Marcos 14–15; Lucas 22–23; Juan 18–19
Jesús es arrestado
Se juzga al Hijo de Dios
Después de que Jesús terminó de orar y sufrir en Getsemaní, Judas llegó con un grupo grande de guardias judíos. Judas era uno de los apóstoles. Él sabía que Jesús a menudo iba a ese jardín. Los líderes judíos le habían pagado a Judas para que les ayudara a buscar a Jesús y así poder arrestarlo.
Cuando los guardias trataron de llevarse a Jesús, Pedro sacó una espada. Le cortó una oreja al siervo del sumo sacerdote.
Jesús mandó a Pedro que guardara la espada. Dijo que Él tenía que hacer lo que Su Padre quería.
Jesús tocó la oreja del siervo y lo sanó.
Los guardias llevaron a Jesús a la casa del sumo sacerdote. Allí había otros líderes judíos también. Querían encontrar alguna razón para que se condenara y matara a Jesús. Trajeron personas que dijeron mentiras sobre Él.
Finalmente, el sumo sacerdote le preguntó a Jesús si Él era el Hijo de Dios. Jesús dijo: “Yo soy”.
Eso hizo enojar al sumo sacerdote y a los otros líderes. Golpearon a Jesús, lo escupieron y se burlaron de Él. Decidieron había que matar a Jesús.
Mientras Jesús estaba en la casa del sumo sacerdote, Pedro esperaba afuera. Se sentó junto al fuego para no tener frío. Las personas dijeron tres veces que reconocían a Pedro y que era uno de los discípulos de Jesús. Pero cada vez, Pedro respondió que no conocía a Jesús.
Entonces cantó el gallo y Pedro recordó lo que Jesús había dicho: que Pedro lo negaría tres veces. Pedro se fue llorando.
Los líderes judíos entregaron a Jesús a Pilato, el gobernador romano. También habían ido muchas personas. Los líderes querían que Pilato condenara a Jesús a morir. Le dijeron a Pilato que Jesús había dicho que era el rey de los judíos.

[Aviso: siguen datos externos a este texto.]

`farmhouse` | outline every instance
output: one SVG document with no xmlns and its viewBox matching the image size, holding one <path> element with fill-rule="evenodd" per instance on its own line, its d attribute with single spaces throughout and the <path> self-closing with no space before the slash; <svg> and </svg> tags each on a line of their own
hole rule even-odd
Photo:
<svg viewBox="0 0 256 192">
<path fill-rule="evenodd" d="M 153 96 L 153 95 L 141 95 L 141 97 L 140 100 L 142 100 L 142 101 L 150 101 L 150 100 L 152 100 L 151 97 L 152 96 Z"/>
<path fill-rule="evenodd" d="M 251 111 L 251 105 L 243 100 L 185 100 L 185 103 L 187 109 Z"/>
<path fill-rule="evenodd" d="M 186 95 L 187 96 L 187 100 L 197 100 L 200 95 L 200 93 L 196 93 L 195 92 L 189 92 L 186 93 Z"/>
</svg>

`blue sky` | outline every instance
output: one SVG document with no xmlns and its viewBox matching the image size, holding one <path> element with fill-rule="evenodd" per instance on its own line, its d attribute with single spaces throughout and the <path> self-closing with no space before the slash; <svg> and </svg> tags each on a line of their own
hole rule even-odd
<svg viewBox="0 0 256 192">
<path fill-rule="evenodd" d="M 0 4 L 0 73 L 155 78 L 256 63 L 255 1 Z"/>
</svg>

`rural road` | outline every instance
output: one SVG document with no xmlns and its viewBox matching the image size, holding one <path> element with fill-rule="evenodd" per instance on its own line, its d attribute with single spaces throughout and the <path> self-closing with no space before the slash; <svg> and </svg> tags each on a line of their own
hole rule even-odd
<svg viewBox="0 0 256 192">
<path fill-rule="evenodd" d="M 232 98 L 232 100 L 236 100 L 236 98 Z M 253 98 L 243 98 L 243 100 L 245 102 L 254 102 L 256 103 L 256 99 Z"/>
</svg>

Marcos 15:1–3; Lucas 23:2; Juan 18:28–31
Pilato le preguntó a Jesús si Él era el rey de los judíos. Jesús dijo: “Mi reino no es de este mundo”. Explicó que había venido al mundo para enseñar la verdad a las personas.
Pilato dijo que no creía que Jesús hubiera hecho nada malo. Pero muchas de las personas gritaban: “¡Crucifícale!”. Pilato decidió hacer lo que ellos querían y ordenar que mataran a Jesús.